Taking care of your nutrition does not just mean taking care of your body but, in many cases, your mind. Numerous studies have shown, for example, that fruit and vegetables are good. Some research has revealed its positive effects on hundreds of students and thousands of adults: those who ate more fruit and vegetables during the day said they felt calmer, happier, and more energetic than usual.
This is most likely because fruit and vegetables are rich in precious substances such as folic acid (especially in spinach, asparagus, legumes, and oranges), which help regulate serotonin levels, the so-called “happiness hormone. “, allowing us to keep our mood high, control our emotions, and exert a calming power on the nervous system thanks to a light sedative effect. This is the case, for example, of bromine, which fruits such as clementines and grapes are rich in.
Our advice, therefore, is to consume at least five portions of fruit and vegetables a day, preferably by bringing to the table fresh, seasonal products whose origin is known; only in this way will you be sure of eating less treated and therefore more loaded with their precious nutritional principles, which are so crucial for the body and mind. Create your small vegetable garden, planting fruit plants and growing potatoes, courgettes, and carrots. The satisfaction of cultivating your vegetable garden will be good for your nutritional and spiritual health.
Spending a few days in the sun planting seeds and then reaping the fruits is one of the therapeutic exercises many clinics do to make you feel good about yourself. And you think that eating healthy using mainly fruit and vegetables also means giving up taste. In that case, you are wrong: prepare an exquisite artichoke quiche with stracchino and pine nuts, a recipe in which the high digestibility of Zymil cooking cream will guarantee lightness and flavor to your dish, and you will notice it!
Among the healthy foods for psycho-physical well-being to be included in the daily diet, there are also those rich in vitamin D, capable of representing a real natural anti-stress agent. Numerous studies have shown that there is a precise link between mood disorders, anxiety, depression and vitamin D deficiency. Of course, exposing yourself to the sun as much as possible, which helps the body synthesize this vitamin, can help us smile again. Still, if the sun isn’t there or you want a surplus of good mood, you can rely on foods rich in vitamin D, such as fatty fish (for example, tuna, salmon, and sardines), liver, cheeses, and eggs.
Sometimes, sadness is a direct consequence of exhaustion, which can make us physically and mentally tired—in these cases, filling up on vitamin B12, a source of energy and a precious helper to keep bad moods and stress at bay. Always treat yourself to foods of animal origin, in this case, such as meat and fish (especially mussels, clams, mackerel, and herring), animal liver, but also milk and dairy products. If you have a lactose intolerance, don’t worry; you can always try the light lactose-free milk!

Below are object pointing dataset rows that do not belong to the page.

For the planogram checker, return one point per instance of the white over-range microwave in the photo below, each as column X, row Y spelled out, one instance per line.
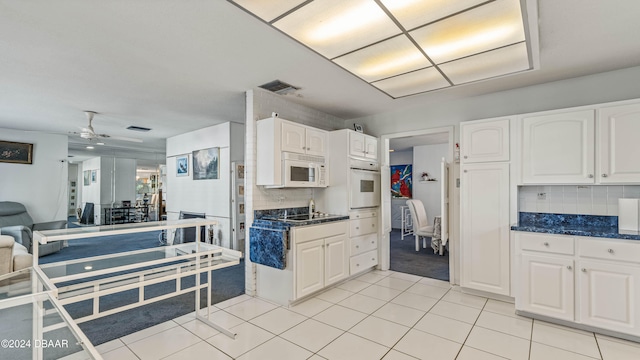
column 299, row 170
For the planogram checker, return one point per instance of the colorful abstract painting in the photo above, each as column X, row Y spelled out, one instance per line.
column 401, row 182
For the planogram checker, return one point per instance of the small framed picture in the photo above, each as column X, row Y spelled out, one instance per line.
column 182, row 166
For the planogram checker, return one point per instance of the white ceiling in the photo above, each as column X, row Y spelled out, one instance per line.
column 177, row 66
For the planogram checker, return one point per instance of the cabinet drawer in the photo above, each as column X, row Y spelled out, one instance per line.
column 363, row 261
column 363, row 226
column 363, row 214
column 546, row 243
column 363, row 244
column 609, row 249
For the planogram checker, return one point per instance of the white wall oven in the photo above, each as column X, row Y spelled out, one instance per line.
column 364, row 184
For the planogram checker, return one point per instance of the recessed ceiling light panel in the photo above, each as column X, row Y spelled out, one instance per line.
column 268, row 10
column 490, row 64
column 484, row 28
column 335, row 27
column 414, row 13
column 385, row 59
column 412, row 83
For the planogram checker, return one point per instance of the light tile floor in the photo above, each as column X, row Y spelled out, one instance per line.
column 379, row 315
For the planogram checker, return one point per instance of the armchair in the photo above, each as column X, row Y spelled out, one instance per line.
column 16, row 222
column 13, row 256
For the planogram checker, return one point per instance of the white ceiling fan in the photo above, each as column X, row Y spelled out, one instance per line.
column 90, row 134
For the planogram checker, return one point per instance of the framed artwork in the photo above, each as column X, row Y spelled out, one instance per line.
column 206, row 164
column 401, row 181
column 182, row 166
column 240, row 171
column 17, row 153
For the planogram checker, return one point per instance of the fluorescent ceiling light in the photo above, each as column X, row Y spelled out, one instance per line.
column 335, row 27
column 487, row 65
column 406, row 47
column 412, row 83
column 385, row 59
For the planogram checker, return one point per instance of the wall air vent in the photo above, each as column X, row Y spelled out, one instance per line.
column 279, row 87
column 138, row 128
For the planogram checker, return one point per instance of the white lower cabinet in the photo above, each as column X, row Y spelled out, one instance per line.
column 321, row 256
column 609, row 296
column 597, row 285
column 546, row 286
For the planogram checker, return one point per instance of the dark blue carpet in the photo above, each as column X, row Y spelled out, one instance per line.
column 405, row 258
column 228, row 283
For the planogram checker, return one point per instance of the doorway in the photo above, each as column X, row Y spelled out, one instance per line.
column 415, row 166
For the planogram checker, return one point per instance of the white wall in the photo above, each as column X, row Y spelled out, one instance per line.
column 398, row 158
column 41, row 186
column 259, row 105
column 211, row 196
column 427, row 158
column 586, row 90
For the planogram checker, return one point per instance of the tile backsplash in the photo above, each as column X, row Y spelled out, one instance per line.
column 575, row 199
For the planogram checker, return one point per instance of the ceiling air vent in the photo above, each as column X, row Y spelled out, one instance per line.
column 138, row 128
column 279, row 87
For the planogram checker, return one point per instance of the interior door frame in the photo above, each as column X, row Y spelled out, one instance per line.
column 384, row 251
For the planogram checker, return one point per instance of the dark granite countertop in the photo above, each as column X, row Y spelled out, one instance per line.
column 576, row 225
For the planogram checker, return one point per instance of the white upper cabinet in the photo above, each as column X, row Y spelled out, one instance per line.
column 619, row 144
column 484, row 141
column 303, row 139
column 559, row 148
column 293, row 138
column 363, row 146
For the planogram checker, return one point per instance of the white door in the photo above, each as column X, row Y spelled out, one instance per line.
column 444, row 203
column 558, row 148
column 293, row 138
column 371, row 147
column 610, row 296
column 484, row 141
column 336, row 264
column 484, row 238
column 309, row 267
column 619, row 145
column 546, row 286
column 356, row 144
column 316, row 140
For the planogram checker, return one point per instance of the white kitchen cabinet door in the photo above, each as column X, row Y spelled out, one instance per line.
column 559, row 148
column 309, row 267
column 619, row 148
column 371, row 147
column 336, row 264
column 610, row 296
column 316, row 141
column 546, row 286
column 484, row 141
column 293, row 137
column 485, row 227
column 356, row 144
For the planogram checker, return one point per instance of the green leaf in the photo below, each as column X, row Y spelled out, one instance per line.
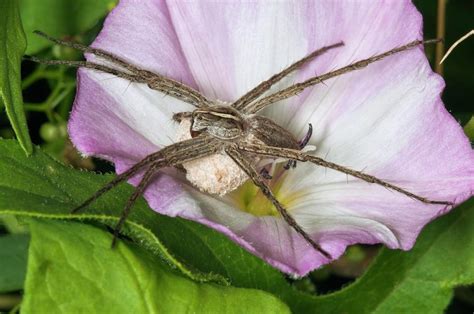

You can always treat yourself, for example, to an exquisite wholemeal doughnut with chocolate chips, ideal for breakfast and as a snack, leaving aside the fear of gaining weight: wholemeal flour, organic seed oil, the absence of butter, and Zymil UHT. Good Digestible Milk and dark chocolate will fill your home with flavor and lightness. Seeing is believing! Mineral salts such as magnesium, zinc, potassium, and selenium can also offer valid help against sadness and tiredness, so consuming some of them daily to keep insomnia at bay, rest better, be full of energy, and relieve a bad mood. The foods that contain it in abundance are, above all, dried fruit omega-3s.
They are one of the main elements of the membranes that surround neurons and on which the correct transmission of signals between the various brain cells depends. A diet rich in omega-3 will make the brain more reactive, young, and healthy, thanks also to their antioxidant power, which acts as a shield against the adverse effects of free radicals, better cognitive abilities, and more memory, as well as being a valid support against depression linked, as many studies show, also to low levels of omega-3. So, what are you waiting for? Stock up on these fatty acids to have a more active mind and a better mood, bringing healthy foods such as anchovies, salmon, trout, mackerel, and tuna to the table.